Como se pode verificar um conceito como este é bastante amplo, muito embora seja o que de fato é a prática financeira moderna. No que se refere aos modelos, de uma forma geral, pode-se dizer que estes levam em consideração (i) expectativas de retorno (e.g., fluxos de recursos futuros relacionados aos ativos) e (ii) variáveis de risco (e.g. risco específico dos fluxos de caixa e o risco de mercado). No que se refere às expectativas de retorno, estas são formadas por variáveis com múltiplos inter-relacionamentos (e.g., avaliação de produtos e seus respectivos custos) e não relacionadas (e.g., o crescimento setorial ou do PIB). No que tange às variáveis de riscos estas podem ser "extraídas" de dados de mercado (e.g., taxas futuras de juros, volatilidades implícitas dos ativos, etc.) ou serem inerentes à natureza do próprio setor/produto (e.g., eventuais mudanças tecnológicas). Observados estes conjuntos de variáveis de retorno e risco percebe-se claramente que se trata de um emaranhado de dados objetivos e subjetivos que, uma vez "emoldurados" por um modelo que calcula o seu "valor presente" (que é o valor futuro dos fluxos estimados de caixa descontados por uma taxa de juros e por uma taxa de risco). Usualmente, compara-se o resultado deste cálculo de "valor justo" com o valor praticado no mercado para se identificar o quão um ativo/passivo está caro ou barato (ou subavaliado e superavaliado).

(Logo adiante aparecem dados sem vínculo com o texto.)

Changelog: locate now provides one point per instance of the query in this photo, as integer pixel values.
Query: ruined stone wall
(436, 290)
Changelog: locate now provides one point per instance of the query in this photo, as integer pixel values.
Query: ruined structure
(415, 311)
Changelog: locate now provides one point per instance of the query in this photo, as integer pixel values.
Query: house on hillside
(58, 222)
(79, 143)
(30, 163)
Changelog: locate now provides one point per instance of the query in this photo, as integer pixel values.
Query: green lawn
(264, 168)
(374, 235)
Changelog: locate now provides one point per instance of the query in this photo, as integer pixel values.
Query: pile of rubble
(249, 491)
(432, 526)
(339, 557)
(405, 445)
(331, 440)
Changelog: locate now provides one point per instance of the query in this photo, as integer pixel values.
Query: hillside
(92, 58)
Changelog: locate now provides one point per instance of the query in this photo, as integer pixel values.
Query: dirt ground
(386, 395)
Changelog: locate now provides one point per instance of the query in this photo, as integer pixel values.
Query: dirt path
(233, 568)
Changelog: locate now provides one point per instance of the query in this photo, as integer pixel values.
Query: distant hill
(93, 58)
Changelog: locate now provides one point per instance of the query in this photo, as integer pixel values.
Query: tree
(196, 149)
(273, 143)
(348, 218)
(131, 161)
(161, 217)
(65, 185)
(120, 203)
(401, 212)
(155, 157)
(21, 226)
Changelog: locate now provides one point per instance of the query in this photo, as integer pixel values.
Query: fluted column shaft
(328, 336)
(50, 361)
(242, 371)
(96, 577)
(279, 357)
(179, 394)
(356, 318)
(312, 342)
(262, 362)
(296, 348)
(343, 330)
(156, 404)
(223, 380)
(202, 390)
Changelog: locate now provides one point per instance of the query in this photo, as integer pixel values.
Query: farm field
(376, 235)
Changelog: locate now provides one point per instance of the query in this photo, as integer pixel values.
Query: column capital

Toda esta complexa modelagem serve para "interpretar o futuro", o qual é opaco senão imprevisível. Foi uma construção histórica que consolidou estes modelos de avaliação os quais passam por revisões "científicas" de tempos em tempos que, por sua vez, geram um novo estado da arte no tema.
É sob esta aura de elevada complexidade metodológica e de dados que devemos analisar a incorporação de ativos numa empresa para fins de aumento de capital.
Apesar de toda a complexidade do tema, não é preciso ser um expert em finanças para se perceber que, não sendo elementar o cálculo de um "valor justo", é muito elevado o risco de se construir, a partir deste cálculo, uma operação de incorporação de ativos que produza efeitos sobre o capital de uma determinada empresa. Por meio da incorporação de ativos e sua correspondente alteração do capital (e.g., via aumento de capital) pode-se se onerar desigualmente os acionistas que (i) incorporam ativos e recebem novas ações, (ii) os que não incorporam e subscrevem novas ações em dinheiro e (iii) os que tem a sua participação no capital diluída e, em mesma medida (iv) a companhia. Não bastasse esta possibilidade, há que se frisar que os efeitos deste tipo de operação se propagam no tempo, pois quase sempre o que se estima em relação ao futuro de fato acaba por apresentar diferenças, às vezes substanciais.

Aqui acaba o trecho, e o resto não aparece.